Куртни, не перебивая, выслушала ее крики, понимая, что девушке надо сейчас выговориться и выплеснуть эмоции и чувства. Потом посоветовала успокоиться и взять себя в руки. А вскоре приехал Рэй и, не скрывая своего удовольствия от происходящего, погрузил ее багаж в машину, и с широкой улыбкой распахнул перед девушкой дверь.
— А где же твой «Астон Мартин»? — фыркнула Кэрол, находясь в преотвратительном расположении духа, и опустилась на переднее сиденье «Форда».
— А разве я тебе не говорил? Какой-то идиот зацепил меня, разнес к чертям габариты! Завтра я забираю машину из автосервиса. Слава богу, кроме долбанной фары все целое! — с досадой сказал он, явно принимая близко к сердцу неприятности со своей новой и при том обожаемой игрушкой.
Он отвез Кэрол в ее квартиру и помог затащить чемоданы.
— Может, поехали к нам, чего тебе здесь сидеть в гордом одиночестве? — предложил он, стоя в прихожей, потому что дальше девушка его не приглашала и, судя по всему, и не собиралась.
— Нет, не сегодня. Я очень устала. У меня был тяжелый день. Очень тяжелый. Я хочу только одного — выпить снотворного и не просыпаться до завтра, — подавлено отозвалась Кэрол. — Спасибо, Рэй. Ты можешь идти.
— Ты даже не угостишь меня чаем? — он легко улыбнулся, но взгляд его, не отрывающийся от девушки, был горячим и томным. Кэрол не могла его не заметить и сразу напряглась.
— У меня нет чая! — резко сказала она.
— Ну, тогда кофе.
— И кофе нет! У меня здесь ничего нет, потому что я здесь не живу! Не жила.
— Так я сбегаю в магазин, что-нибудь куплю, — не отставал он.
— Не надо… Рэй, ничего не надо!

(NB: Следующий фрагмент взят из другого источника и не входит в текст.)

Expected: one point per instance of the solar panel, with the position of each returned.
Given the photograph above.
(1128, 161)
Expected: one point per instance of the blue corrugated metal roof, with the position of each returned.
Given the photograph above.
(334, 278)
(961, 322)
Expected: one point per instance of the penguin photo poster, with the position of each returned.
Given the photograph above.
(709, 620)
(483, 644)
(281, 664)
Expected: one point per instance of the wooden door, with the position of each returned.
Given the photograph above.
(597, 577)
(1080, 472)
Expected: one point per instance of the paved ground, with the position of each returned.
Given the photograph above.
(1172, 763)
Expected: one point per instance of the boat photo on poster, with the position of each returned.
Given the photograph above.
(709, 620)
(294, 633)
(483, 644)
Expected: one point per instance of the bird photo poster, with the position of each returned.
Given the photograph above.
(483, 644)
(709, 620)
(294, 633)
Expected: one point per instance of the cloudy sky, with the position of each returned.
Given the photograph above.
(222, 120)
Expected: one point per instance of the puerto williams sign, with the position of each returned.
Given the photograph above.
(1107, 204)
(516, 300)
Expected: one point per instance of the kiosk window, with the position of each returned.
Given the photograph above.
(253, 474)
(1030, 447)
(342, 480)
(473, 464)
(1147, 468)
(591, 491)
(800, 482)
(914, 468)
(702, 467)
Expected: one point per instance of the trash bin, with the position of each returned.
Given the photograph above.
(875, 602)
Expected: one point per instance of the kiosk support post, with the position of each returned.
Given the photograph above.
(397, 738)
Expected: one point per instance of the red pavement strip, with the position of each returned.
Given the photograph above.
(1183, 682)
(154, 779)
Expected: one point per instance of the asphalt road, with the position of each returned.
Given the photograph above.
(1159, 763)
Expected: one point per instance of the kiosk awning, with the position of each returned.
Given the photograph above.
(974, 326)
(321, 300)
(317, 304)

Я устала и хочу лечь.
— А чем ты завтра будешь завтракать?
— За углом кафе, там и позавтракаю, не беспокойся, — Кэрол прошла мимо него к двери и, приоткрыв ее, обернулась к нему. — Рэй, у меня завтра много дел.
Она увидела, как уголки его губ обижено поползли вниз, он подошел к двери и взялся за ручку. И вдруг захлопнул ее, прожигая девушку пристальным взглядом. Шагнув к ней, он заставил ее отступить и вжаться в стену.
— Рэй… не смей… уходи! — Кэрол почувствовала горячий прилив раздражения и злости.
— Ну, пожалуйста, — простонал он и погладил ее по щеке, наклоняясь к ее лицу и смотря в глаза, — пожалуйста, не будь такой жестокой. Не гони меня. Я так тебя люблю… так давно… мне кажется, уже целую вечность.
Кэрол собралась накричать на него, но он вдруг упал на колени и, обхватив ее ноги руками, прижался к ней со всех сил.
— Разве ты не чувствуешь, что создана для меня? Только для меня! Потому и нет тебе счастья с другими, и не будет! И я тоже буду несчастным. Мы оба будем несчастны, пока не соединимся вместе. Я и ты.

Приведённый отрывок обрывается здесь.